That was some excellent writing!!! I like it a lot!!! Definite rep!!! Nice description, very informative. Legion off Vegenace!!! That's a cool name.....


----------



## Ordo Xeno Commander (Jan 17, 2007)

dirty-dog- said:


> i kinow how you feel with not having much money. i earn $10 an hour for 4 hours each weekend, and get 20% tax off of that.
> 
> what type of conversions are you going to be doing?


Um, basically making them all look pre-heresy. I'm still looking for ideas and a tutorial (I know it's around somewhere:angry and copy that to be honest. Whatever I like the look of  I'll use and incorporate somehow :so_happy:


----------



## dirty-dog- (May 14, 2008)

an idea would be to use the khorne beserker box, or chaos marine box as they have the older style armour and it is easy to file em down to loyalist.


----------



## Ordo Xeno Commander (Jan 17, 2007)

Well, actually I've bought some plasticard and now I'm slowly converting a terminator. I think im putting in too much work for one guy, but he is just a test model. 

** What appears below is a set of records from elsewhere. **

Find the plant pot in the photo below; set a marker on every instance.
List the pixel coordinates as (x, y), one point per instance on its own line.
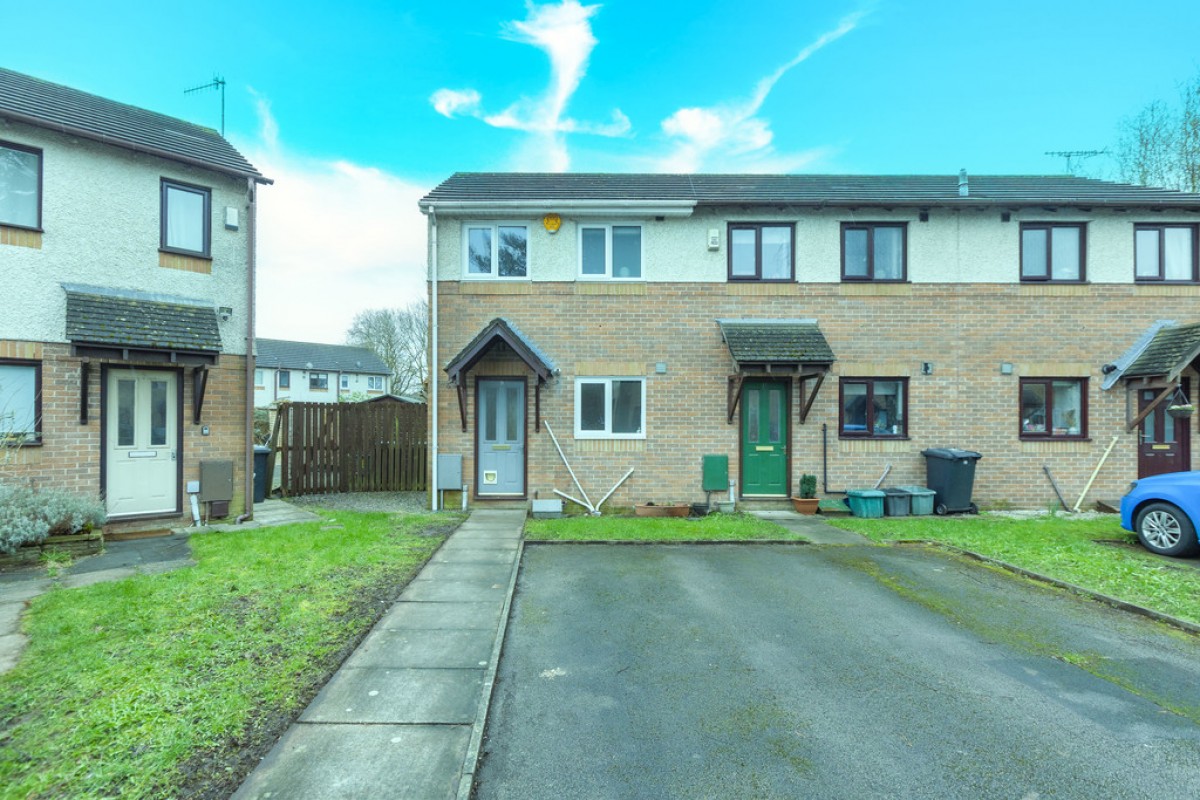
(670, 510)
(805, 505)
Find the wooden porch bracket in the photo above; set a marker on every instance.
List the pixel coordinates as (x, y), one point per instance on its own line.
(1131, 390)
(733, 394)
(84, 368)
(199, 385)
(462, 402)
(807, 402)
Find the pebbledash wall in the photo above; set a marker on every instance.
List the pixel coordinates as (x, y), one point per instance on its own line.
(964, 312)
(101, 227)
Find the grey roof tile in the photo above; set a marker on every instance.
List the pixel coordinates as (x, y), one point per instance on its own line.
(775, 341)
(1171, 349)
(282, 354)
(61, 108)
(142, 323)
(876, 191)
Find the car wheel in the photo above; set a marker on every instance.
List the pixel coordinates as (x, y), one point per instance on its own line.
(1162, 528)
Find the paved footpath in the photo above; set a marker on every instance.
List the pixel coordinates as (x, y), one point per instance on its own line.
(405, 715)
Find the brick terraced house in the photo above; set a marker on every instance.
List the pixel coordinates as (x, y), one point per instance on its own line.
(126, 276)
(826, 324)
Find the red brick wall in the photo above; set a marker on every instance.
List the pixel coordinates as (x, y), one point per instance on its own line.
(70, 455)
(965, 331)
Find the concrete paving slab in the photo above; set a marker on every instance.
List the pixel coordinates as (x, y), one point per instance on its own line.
(376, 695)
(443, 615)
(813, 528)
(468, 649)
(503, 545)
(475, 555)
(468, 571)
(349, 762)
(455, 590)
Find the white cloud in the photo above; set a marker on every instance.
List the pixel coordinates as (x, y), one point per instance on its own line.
(449, 102)
(334, 239)
(563, 32)
(731, 136)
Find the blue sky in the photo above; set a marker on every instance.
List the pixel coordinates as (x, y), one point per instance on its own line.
(358, 108)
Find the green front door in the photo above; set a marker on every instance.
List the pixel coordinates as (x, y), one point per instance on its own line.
(765, 438)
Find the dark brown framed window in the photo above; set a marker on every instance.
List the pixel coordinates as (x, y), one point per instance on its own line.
(761, 251)
(21, 186)
(1165, 252)
(873, 408)
(875, 251)
(21, 403)
(1054, 251)
(1054, 408)
(186, 218)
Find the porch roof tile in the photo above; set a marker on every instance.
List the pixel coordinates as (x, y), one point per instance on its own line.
(775, 341)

Alrightey guys, I'm tossing up between 2 army lists. One is very fluffy (following my fluff of course) and the other is a little more balanced and versatile.

First List
HQ
Pedro Kantor (Counts as) Name still to be decided
175

Master of the Forge
100

Troops
Scouts
Camo Cloaks
Sniper rifles.
90

Scouts
Camo Cloaks
Sniper rifles
90

Elites
Sternguard
2x Combi Melta
Drop pod
295

Sternguard
2x combi melta
drop pod
295

Terminators
Thunder Hammer and Storm shields.
200

Heavy Support
Dreadnought
Plasma Cannon
Heavy Flamer
125

Dreadnought
Assault Cannon
Heavy Flamer
125

1495

Scouts are to represent the Legion returning to known space and are starting to recruit again.

Second List

HQ
Pedro Kantor (Count as) blah blah blah

Troops
Tac Squad
Plasma gun
missile launcher
rhino
extra armour
225

Tac squad
plasma gun
missile launcher
rhino
extra armour
225

Sternguard
2x combi-melta
drop pod
295

sternguard
2x combi melta
drop pod
295

Dreadnought
Assault cannon
heavy flamer
drop pod
160

Theres still 125 points to spend, I was thinking of taking a Vindicator.

The tac squads in this list are so i can bring in more converted pre-heresy armour (i can possible grab some beaky helmets and studded shoulder pads off my friend who isnt using his ones.


I will be editing the original fluff a little to suit a little better.

EDIT: Inserting new fluff

Legion of Vengeance


They have been roaming that sector ever since, cleaning it of any hostile forces, essentially wiping out the Necron race in that sector. Due to the constant contact with such a sturdy foe the Legion developed special ammunition and created a new type of specialist, the Sternguard Veteran. Excelling at ranged combat, these warriors had encountered years of fighting the Necrons, and such had developed ammunition that defeated their living metal bodies, the Kraken Round. Using a fast acting incendiary and directed explosive, the round burns and scatters the living metal of the enemy, heavily reducing their ability to repair. These units now make up a large number of their force, as their experience has kept them alive. There is a noticeable lack of recruits or even standard battle brothers as their numbers have dwindled because the Legion has no way to recruit new members. Now the Legion entirely consists of veterans, either Sternguard or encased in the few suits of Tactical Dreadnought Armour or Dreadnought Sarcophagi left. The Legion has dwindled considerably in size, but its true numbers are unknown.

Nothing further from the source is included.